Be Nice 2 Friends of Colour: A long time to get here.

Installation of photographs and drawings
A collaboration with my mother, Nang Voe Hom.

Be Nice 2 Friends of Colour is an attitude of treating myself and others that aims to facilitate self-realisation and pride. This project came about by reflecting on my lived experiences, as a gender queer Asian diaspora migrant. As a result of my environment and these facets of my identity, I have experienced intersectional discrimination that I had unfortunately assimilated with and accepted, which is an ongoing affliction to my mental wellbeing. Upon realising this, I knew that I had to take pride and confidence in myself, while also facilitating that attitude for others of marginalised identities that may have had similar experiences.

Be Nice 2 Friends of Colour is an ongoing project that has no strict physical expression. However, in this instance I have chosen to present it as an installation which revolves around photographs that prominently feature myself wearing clothes that I made with my mother Nang Voe Hom. In her youth her grandmother taught her how to make clothes,and in Mum’s early years of migration to Perth, she often created clothes for herself and my older sisters. In this project Mum and I collaboratively created clothes from second-hand materials. The clothes act as self-made uniforms of resilience, self-respect and expressivity, as well as a tribute to Mum’s creativity and our shared history. The photos, which incorporate a network of symbols, are intended to reflect a reclamation of our histories, leading towards self-realisation and healing.

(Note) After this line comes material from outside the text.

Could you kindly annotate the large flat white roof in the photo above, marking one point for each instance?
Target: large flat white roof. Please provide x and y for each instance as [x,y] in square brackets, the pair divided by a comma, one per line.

As much as this is a personal project, I hope Be Nice 2 Friends of Colour inspires a sense of self-pride for People of Colour who have experienced the discrimination and struggle symptomatic of life within white settler colonialism.

This installation was exhibited in Seasons, Histories, Hopes: Imagined Migrant Futures, a group exhibition curated by Gabby Loo and Gok-Lim Finch, James Sykes Battye Creative Fellowship recipients.